Reinsdorf acknowledged his long-standing relationship with La Russa but said the decision to bring his former manager back wasn't based on friendship.
“As everyone in baseball is well aware, I have always respected Tony and am proud to have maintained a great friendship with him over the decades in the game,” Reinsdorf said in the statement. “But his hiring is not based on friendship or on what happened years ago, but on the fact that we have the opportunity to have one of the greatest managers in the game’s history in our dugout at a time when we believe our team is poised for great accomplishments.”
Even before Roan’s tweet Wednesday night, the La Russa story took on some serious legs this week. In St. Louis, reports surfaced that La Russa had asked his long-time pitching coach, Dave Duncan, last week if he – at age 75 – had any interest in taking on the job again. Duncan, who worked with La Russa in Chicago, Oakland and St. Louis, said he did not.
“I have no desire to do that,” Duncan told the St.

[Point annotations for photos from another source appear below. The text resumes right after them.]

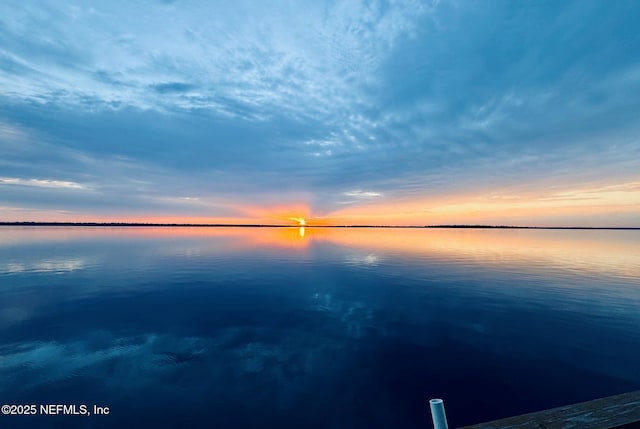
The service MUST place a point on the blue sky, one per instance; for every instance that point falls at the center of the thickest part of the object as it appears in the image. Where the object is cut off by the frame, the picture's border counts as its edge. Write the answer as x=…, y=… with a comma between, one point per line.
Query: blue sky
x=358, y=111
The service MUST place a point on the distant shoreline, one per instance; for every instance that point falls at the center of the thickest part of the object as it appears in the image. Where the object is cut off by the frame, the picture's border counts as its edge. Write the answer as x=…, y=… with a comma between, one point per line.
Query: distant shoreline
x=220, y=225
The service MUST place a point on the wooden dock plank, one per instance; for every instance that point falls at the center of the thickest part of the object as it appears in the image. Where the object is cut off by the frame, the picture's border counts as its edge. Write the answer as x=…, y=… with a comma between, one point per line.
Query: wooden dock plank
x=613, y=412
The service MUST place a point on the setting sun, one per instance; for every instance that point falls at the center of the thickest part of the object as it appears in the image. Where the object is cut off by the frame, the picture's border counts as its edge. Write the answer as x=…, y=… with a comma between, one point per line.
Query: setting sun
x=300, y=220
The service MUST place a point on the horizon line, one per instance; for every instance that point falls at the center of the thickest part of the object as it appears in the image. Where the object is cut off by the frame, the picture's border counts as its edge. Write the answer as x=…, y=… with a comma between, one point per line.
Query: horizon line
x=235, y=225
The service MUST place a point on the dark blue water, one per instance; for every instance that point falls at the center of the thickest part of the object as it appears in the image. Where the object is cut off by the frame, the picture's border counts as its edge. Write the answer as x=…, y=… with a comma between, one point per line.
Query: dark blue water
x=284, y=328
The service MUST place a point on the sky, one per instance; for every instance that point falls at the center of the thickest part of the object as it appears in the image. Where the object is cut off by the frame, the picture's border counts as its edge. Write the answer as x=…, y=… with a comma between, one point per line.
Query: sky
x=354, y=112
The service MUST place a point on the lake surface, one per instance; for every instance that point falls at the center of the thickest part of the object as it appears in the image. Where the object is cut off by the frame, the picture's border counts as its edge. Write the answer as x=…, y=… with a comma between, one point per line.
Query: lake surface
x=315, y=328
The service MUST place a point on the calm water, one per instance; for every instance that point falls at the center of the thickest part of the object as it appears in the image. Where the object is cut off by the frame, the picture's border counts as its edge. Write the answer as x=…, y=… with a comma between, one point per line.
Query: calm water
x=323, y=328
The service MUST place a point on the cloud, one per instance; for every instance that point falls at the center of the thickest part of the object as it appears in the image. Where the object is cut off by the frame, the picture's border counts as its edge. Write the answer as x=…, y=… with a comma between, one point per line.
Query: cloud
x=42, y=183
x=362, y=194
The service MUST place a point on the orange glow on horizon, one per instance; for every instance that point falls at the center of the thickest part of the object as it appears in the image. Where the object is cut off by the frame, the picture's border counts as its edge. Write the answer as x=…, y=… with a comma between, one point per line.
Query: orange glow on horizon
x=597, y=205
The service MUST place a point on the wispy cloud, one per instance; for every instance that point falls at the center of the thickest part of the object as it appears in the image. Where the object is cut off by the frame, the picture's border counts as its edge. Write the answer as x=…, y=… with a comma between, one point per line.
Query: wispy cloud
x=241, y=103
x=43, y=183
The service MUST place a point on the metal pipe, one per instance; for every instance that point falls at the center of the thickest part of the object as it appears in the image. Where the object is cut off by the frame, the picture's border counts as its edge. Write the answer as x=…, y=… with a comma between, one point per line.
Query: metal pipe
x=437, y=414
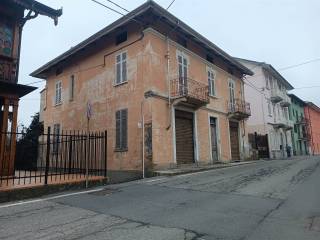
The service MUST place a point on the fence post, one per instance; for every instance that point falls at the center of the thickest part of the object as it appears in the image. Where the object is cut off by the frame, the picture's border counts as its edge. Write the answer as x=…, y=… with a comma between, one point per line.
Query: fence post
x=105, y=153
x=47, y=157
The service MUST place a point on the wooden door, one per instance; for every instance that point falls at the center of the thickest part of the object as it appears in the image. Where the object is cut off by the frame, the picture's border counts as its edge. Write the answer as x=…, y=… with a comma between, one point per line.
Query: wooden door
x=184, y=137
x=214, y=141
x=234, y=139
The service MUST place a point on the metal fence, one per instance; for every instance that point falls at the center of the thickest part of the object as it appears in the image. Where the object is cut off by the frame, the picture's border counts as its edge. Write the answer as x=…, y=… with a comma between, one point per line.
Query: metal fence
x=51, y=158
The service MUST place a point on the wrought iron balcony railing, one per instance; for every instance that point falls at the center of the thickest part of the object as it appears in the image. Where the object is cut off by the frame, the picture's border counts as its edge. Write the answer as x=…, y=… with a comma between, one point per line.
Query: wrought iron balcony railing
x=239, y=109
x=8, y=71
x=302, y=121
x=195, y=92
x=276, y=95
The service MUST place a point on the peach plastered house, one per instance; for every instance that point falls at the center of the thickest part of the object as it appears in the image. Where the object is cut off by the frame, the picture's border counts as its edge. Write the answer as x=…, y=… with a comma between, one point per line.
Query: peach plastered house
x=163, y=92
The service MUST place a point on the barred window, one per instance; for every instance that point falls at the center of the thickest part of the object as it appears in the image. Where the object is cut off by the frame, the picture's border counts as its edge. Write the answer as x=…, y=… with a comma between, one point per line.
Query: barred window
x=122, y=130
x=121, y=68
x=211, y=82
x=58, y=99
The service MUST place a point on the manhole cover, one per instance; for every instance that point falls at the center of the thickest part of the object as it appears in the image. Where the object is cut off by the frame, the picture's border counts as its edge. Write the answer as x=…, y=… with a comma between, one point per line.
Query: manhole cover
x=315, y=224
x=104, y=192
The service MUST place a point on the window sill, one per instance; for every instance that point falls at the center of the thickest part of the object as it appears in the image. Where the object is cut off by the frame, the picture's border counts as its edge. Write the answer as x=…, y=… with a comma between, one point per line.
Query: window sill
x=119, y=84
x=121, y=150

Louis Post-Dispatch on Tuesday. “He asked me anyway but he knew I wouldn’t do it.”
When asked about the possibility of La Russa returning to Chicago, Duncan replied, “I do know Tony had some conversations. He’s stayed close with Jerry (Reinsdorf). I think they’re very serious about him being a potential manager there.”
Duncan added: “If he chooses to (take the job), I think he’ll do a helluva job.”
Last week, other Chicago baseball insiders with knowledge of the La Russa interview characterized the discussions with Hahn and executive vice president Kenny Williams as serious and referred to La Russa as a top candidate. While La Russa would likely be brought in on a short-term basis, his ability to at least steer the Sox to the top of the American League’s Central Division and guide them into a deep run into the playoffs could be enough to win Sox fans over.
La Russa built a "Winning Ugly" mantra in Chicago, where he managed until being fired in 1986 by then general manger Ken "Hawk" Harrelson. Three years later, La Russa led Oakland to a World Series title before he won two more titles in St. Louis with the Cardinals.
Bringing La Russa back could also provide the Sox the opportunity to groom someone into a longer-term manager with the rebuild complete and with La Russa having laid the groundwork for much longer sustained success. According to 670 The Score’s Bruce Levine, Williams and Hahn were direct in their questioning about La Russa’s ability to win over the team’s young core of talent.
If his answers satisfied those questions, his track record of producing winning baseball teams – and World Series championships may do the rest of the speaking and may just be the jumping off point the Sox need. And at this point, it seems like a Hall of Fame manager with 2,728 career victories – the third-most all-time among managers appears to be a place the Sox are willing to start.